I have two tables in pandas:
df1: Containing User IDs and IP_Addresses for 150K users.
|---------------|---------------|
| User_ID | IP_Address |
|---------------|---------------|
| U1 | 732758368.8 |
| U2 | 350311387.9 |
| U3 | 2621473820 |
|---------------|---------------|
df2: Containing IP Address range and country it belongs to, 139K records
|---------------|-----------------|------------------|
| Country | Lower_Bound_IP | Upper_Bound_IP |
|---------------|-----------------|------------------|
| Australia | 1023787008 | 1023791103 |
| USA | 3638734848 | 3638738943 |
| Australia | 3224798976 | 3224799231 |
| Poland | 1539721728 | 1539721983 |
|---------------|-----------------|------------------|
My objective is to create a country column in df1 such that IP_Address of df1 lies between the range of Lower_Bound_IP and Upper_Bound_IP of that country in df2.
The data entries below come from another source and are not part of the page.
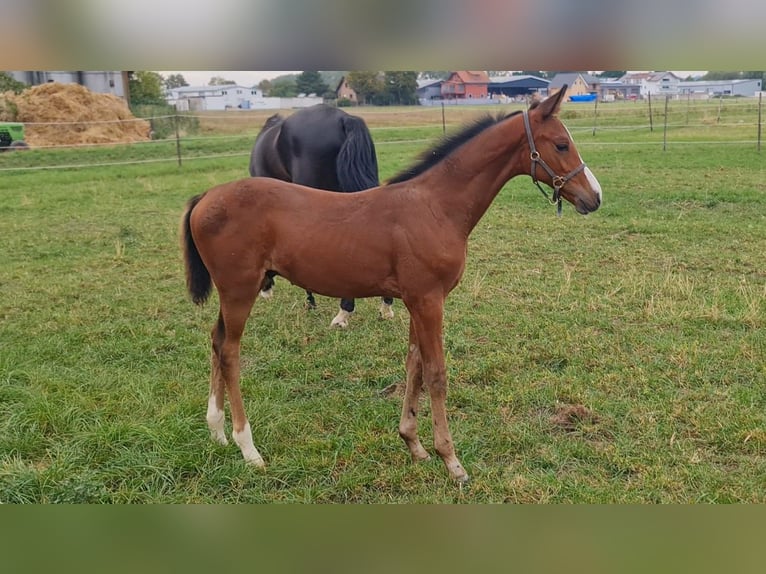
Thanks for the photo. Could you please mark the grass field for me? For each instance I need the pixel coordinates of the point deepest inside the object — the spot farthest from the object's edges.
(614, 358)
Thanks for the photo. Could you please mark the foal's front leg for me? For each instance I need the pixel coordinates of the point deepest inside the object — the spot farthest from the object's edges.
(226, 346)
(216, 416)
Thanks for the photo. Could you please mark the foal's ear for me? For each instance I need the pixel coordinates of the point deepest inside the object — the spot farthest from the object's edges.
(550, 105)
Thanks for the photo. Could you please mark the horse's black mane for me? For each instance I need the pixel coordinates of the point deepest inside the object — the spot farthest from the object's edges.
(447, 144)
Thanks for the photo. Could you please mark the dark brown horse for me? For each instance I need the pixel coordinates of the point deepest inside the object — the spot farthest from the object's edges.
(406, 240)
(323, 147)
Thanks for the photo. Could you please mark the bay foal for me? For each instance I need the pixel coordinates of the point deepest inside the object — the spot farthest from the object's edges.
(406, 240)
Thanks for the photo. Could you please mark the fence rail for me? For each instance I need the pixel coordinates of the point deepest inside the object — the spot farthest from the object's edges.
(192, 137)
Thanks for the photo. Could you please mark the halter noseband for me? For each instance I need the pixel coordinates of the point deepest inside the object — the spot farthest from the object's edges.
(558, 181)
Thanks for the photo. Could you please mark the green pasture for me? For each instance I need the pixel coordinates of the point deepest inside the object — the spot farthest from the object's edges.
(613, 358)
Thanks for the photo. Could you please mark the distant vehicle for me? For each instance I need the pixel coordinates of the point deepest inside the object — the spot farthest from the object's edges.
(12, 136)
(583, 97)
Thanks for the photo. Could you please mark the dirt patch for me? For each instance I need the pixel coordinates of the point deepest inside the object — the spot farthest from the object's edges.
(569, 417)
(70, 114)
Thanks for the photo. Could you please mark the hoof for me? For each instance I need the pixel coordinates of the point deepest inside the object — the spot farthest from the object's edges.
(341, 319)
(386, 311)
(255, 460)
(219, 438)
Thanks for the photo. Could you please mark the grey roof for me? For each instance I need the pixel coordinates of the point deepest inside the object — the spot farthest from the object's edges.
(569, 78)
(522, 81)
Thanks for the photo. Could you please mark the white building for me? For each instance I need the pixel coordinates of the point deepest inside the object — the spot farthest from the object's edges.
(653, 83)
(231, 97)
(215, 98)
(714, 88)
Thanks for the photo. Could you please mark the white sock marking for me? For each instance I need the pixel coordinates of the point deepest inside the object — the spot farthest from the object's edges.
(215, 421)
(341, 319)
(244, 440)
(386, 311)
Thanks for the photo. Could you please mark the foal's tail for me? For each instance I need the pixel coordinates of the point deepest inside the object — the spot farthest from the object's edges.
(197, 276)
(357, 163)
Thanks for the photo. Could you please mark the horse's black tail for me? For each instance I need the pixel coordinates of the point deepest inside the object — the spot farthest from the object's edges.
(357, 163)
(197, 276)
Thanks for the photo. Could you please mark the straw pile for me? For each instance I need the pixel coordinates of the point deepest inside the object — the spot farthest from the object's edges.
(70, 114)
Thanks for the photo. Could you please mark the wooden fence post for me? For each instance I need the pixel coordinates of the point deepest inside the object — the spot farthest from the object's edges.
(595, 116)
(178, 138)
(760, 105)
(665, 127)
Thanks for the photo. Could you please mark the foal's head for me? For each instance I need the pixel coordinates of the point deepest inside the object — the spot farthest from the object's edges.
(554, 159)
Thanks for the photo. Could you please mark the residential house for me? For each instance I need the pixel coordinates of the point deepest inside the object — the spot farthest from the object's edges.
(344, 91)
(578, 84)
(653, 83)
(429, 90)
(465, 85)
(715, 88)
(517, 86)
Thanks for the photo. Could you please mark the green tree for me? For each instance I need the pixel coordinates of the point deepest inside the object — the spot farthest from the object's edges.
(175, 81)
(401, 87)
(283, 87)
(367, 85)
(146, 88)
(311, 82)
(9, 84)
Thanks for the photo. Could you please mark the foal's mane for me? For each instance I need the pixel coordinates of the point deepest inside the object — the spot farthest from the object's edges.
(447, 144)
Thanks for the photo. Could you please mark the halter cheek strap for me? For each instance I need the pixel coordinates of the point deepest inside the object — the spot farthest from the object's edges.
(557, 181)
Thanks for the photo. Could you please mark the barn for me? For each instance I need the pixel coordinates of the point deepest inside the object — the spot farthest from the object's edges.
(517, 86)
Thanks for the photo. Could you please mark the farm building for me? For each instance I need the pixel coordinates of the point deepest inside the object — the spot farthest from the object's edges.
(465, 85)
(714, 88)
(578, 84)
(653, 83)
(230, 97)
(429, 89)
(344, 91)
(215, 98)
(517, 86)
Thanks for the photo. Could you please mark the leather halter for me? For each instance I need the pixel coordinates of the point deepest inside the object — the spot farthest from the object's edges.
(558, 181)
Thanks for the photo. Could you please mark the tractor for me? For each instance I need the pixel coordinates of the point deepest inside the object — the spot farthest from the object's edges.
(12, 136)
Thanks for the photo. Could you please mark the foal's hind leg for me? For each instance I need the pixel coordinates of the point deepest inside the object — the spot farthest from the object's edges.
(216, 416)
(267, 287)
(427, 318)
(408, 424)
(385, 307)
(341, 319)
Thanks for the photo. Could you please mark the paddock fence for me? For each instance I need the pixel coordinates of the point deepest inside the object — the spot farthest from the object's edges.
(182, 137)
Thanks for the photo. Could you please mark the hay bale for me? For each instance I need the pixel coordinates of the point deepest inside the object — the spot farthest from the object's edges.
(74, 115)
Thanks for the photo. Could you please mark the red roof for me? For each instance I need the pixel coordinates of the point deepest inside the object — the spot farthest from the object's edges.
(467, 77)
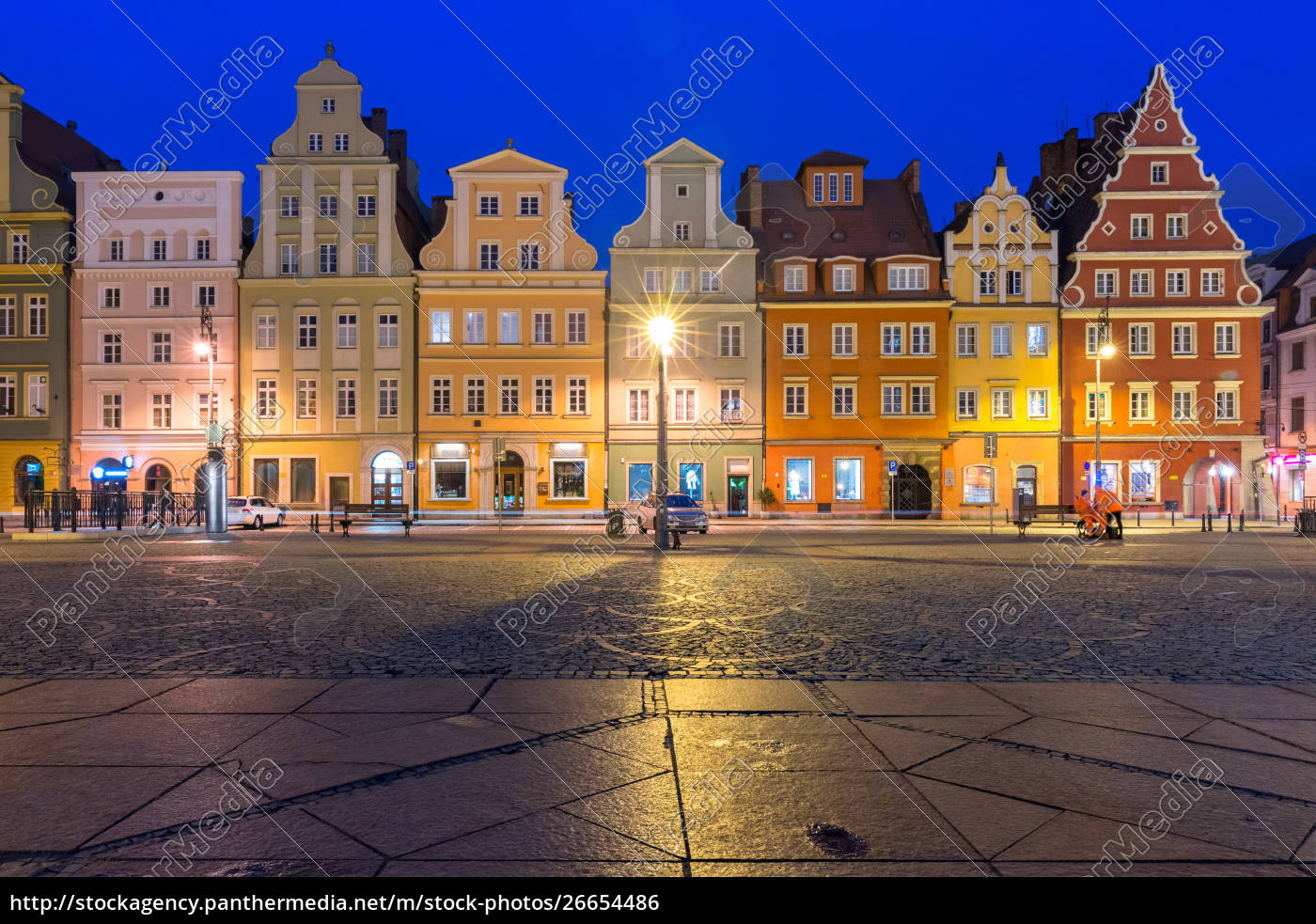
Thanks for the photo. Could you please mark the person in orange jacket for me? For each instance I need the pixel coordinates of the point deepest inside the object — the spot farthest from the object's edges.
(1107, 500)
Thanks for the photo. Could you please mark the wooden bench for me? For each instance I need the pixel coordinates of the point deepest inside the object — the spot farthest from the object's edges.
(1030, 512)
(374, 513)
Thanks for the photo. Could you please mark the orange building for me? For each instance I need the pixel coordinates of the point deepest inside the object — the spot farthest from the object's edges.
(855, 316)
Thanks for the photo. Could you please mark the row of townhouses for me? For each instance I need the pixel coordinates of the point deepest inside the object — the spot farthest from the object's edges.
(833, 352)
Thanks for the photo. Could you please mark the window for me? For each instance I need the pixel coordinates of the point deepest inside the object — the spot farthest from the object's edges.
(842, 339)
(346, 332)
(509, 395)
(542, 326)
(476, 326)
(920, 399)
(575, 326)
(112, 348)
(1003, 339)
(266, 398)
(842, 400)
(162, 346)
(637, 405)
(306, 398)
(796, 400)
(162, 411)
(509, 326)
(578, 391)
(308, 332)
(387, 332)
(1039, 339)
(966, 339)
(892, 399)
(729, 337)
(266, 332)
(441, 395)
(732, 405)
(907, 276)
(476, 395)
(1183, 339)
(388, 398)
(966, 404)
(848, 483)
(920, 339)
(1039, 403)
(569, 479)
(684, 405)
(1002, 403)
(799, 479)
(793, 278)
(542, 395)
(892, 335)
(111, 408)
(366, 263)
(346, 398)
(1140, 339)
(1227, 338)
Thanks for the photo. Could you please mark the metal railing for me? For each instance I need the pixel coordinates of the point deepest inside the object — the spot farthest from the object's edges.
(111, 509)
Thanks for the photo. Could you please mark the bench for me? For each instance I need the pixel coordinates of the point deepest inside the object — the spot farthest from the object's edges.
(374, 513)
(1030, 512)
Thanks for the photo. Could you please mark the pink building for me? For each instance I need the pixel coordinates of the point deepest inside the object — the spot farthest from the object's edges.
(154, 256)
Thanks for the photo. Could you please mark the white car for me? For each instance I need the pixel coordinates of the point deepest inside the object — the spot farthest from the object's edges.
(254, 512)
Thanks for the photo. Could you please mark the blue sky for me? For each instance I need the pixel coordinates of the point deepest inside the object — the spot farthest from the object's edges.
(950, 83)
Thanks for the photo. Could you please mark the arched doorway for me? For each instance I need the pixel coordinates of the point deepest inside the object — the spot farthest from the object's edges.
(28, 476)
(509, 495)
(911, 493)
(109, 476)
(385, 479)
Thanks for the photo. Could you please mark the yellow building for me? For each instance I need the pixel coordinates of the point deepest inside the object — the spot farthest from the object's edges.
(1004, 361)
(510, 348)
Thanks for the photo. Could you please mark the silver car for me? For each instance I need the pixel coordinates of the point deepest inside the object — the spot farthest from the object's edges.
(684, 513)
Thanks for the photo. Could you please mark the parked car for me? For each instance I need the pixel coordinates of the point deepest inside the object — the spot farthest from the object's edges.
(684, 513)
(254, 512)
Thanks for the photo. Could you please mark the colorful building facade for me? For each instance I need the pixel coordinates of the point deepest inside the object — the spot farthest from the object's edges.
(326, 306)
(154, 257)
(512, 348)
(684, 259)
(857, 352)
(1004, 352)
(1180, 400)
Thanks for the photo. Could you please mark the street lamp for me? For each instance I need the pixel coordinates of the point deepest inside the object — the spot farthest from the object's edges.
(661, 331)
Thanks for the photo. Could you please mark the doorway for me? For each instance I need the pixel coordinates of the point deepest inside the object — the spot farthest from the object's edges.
(737, 495)
(510, 485)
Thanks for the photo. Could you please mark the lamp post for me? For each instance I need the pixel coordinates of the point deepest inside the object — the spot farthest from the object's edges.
(661, 331)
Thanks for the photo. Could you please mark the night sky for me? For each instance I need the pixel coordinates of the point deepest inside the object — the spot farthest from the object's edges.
(950, 83)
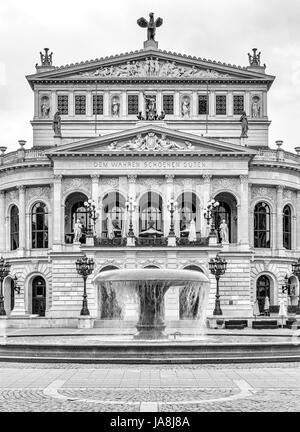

|---------------|---------------|---------------|
| User_ID | IP_Address | Country |
|---------------|---------------|---------------|
| U1 | 732758368.8 | Indonesia |
| U2 | 350311387.9 | Australia |
| U3 | 2621473820 | Albania |
|---------------|---------------|---------------|
My first approach was to do a cross join (cartesian product) of the two tables and then filter to the relevant records. However, a cross join using pandas.merge() is not feasible, since it will create 21 billion records. The code crashes every time. Could you please suggest an alternative solution which is feasible?